OGH: Liability of GmbH Shareholders for Notary Fees
The Austrian Supreme Court (Oberster Gerichtshof, hereinafter OGH) has clarified that the mere approval of a resolution to increase a company’s capital does not lead to the joint and several liability of shareholders for notary fees.
The plaintiff, a notary, was instructed by the managing director of the first defendant, a limited company (GmbH), to carry out two capital increases. The GmbH did not pay the plaintiff’s fee notes addressed to the GmbH, and the plaintiff therefore claimed the amount from, inter alia, the fourth and fifth defendants (both minority shareholders of the GmbH). As participants in the legal transaction, they were liable under Section 12 of the Austrian Notaries’ Fees Act (Notariatstarifgesetz, hereinafter NTG). They had also been signatories to all the documents in connection with the capital increase.
The lower courts upheld the claim. The fourth and fifth defendants were participants in the transaction within the meaning of Section 12 NTG, as they were aware of the implementation of the capital increase, had attended the general meeting and signed the documents required for the capital increase. In doing so, they had expressed their consent to the transaction, which also included the notary’s activities.
This view was not shared by the OGH.
Pursuant to Section 12 NTG, all persons who have commissioned a notary to carry out notarial activities or who, with their consent, have been parties to a transaction which has been notarised, authenticated, or certified by a notary shall be subject to the payment of a fee.

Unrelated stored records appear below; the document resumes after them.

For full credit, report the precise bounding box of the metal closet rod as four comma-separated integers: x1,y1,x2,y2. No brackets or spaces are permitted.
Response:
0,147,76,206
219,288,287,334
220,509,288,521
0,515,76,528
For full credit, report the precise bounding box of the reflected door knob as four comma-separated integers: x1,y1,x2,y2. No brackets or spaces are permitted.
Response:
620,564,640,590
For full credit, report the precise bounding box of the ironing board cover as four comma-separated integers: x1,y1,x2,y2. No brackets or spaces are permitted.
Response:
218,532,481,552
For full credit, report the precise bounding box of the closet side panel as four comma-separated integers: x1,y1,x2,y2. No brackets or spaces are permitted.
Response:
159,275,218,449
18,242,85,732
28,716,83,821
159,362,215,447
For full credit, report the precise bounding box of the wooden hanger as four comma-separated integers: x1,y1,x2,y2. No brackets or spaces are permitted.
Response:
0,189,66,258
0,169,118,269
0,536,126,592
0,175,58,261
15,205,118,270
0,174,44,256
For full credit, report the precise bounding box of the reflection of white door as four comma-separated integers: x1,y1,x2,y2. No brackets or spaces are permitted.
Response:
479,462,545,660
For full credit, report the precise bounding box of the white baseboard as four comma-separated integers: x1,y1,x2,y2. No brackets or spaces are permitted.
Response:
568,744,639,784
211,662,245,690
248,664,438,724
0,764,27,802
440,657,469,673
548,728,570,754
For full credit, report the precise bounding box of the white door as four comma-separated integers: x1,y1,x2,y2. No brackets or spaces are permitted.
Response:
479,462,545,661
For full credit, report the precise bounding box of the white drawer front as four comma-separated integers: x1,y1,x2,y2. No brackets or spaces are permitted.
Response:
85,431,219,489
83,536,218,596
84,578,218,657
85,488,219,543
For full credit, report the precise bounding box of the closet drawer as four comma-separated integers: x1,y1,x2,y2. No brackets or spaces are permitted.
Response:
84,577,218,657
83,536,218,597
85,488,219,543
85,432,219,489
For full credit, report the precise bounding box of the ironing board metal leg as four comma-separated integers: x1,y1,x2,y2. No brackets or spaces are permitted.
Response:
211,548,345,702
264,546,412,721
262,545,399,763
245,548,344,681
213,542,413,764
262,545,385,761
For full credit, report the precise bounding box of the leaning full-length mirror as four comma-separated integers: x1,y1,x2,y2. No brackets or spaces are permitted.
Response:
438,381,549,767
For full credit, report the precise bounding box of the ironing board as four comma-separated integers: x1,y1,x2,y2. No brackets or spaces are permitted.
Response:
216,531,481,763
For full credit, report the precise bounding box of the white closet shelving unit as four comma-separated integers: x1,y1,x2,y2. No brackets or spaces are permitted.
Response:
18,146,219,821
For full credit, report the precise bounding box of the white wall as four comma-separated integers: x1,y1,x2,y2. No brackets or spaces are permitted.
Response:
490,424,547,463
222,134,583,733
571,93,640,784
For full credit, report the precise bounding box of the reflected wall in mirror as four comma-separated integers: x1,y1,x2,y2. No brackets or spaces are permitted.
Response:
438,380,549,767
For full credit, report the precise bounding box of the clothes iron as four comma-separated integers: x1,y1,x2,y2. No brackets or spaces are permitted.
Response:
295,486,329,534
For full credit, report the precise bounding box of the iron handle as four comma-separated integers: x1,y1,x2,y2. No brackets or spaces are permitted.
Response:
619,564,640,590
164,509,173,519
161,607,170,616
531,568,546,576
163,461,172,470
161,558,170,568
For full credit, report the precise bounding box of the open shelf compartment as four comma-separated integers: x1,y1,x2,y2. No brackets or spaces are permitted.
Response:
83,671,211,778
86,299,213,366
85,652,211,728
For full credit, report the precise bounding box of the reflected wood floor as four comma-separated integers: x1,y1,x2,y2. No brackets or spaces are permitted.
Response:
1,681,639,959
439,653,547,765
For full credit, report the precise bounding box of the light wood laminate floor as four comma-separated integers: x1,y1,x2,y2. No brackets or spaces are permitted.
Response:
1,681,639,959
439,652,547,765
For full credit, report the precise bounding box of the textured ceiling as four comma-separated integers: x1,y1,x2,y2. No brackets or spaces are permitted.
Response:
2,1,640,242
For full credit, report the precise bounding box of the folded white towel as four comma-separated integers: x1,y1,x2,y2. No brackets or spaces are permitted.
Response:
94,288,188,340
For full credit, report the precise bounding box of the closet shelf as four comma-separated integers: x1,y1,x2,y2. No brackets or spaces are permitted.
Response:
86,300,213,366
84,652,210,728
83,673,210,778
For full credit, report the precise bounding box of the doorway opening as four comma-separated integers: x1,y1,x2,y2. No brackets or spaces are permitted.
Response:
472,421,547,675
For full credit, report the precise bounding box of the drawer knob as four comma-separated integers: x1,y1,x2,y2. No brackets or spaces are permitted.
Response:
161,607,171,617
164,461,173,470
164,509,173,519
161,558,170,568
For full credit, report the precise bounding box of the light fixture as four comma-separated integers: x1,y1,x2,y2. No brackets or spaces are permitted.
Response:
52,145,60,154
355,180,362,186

‘To be party to’ within the meaning of Section 12 NTG also applies to those persons from whose conclusive behaviour it can be deduced that they have commissioned the notary to carry out the invoiced activity independently of an expressly given commission from another person. Here, however, a strict standard must be applied. It cannot be concluded beyond doubt that the fourth and fifth defendants wished to instruct the notary independently of the express instruction from the GmbH on the basis of the required participation as shareholders in the capital increase alone. However, the notary had to assume that the work commissioned was in the interests of the first defendant GmbH.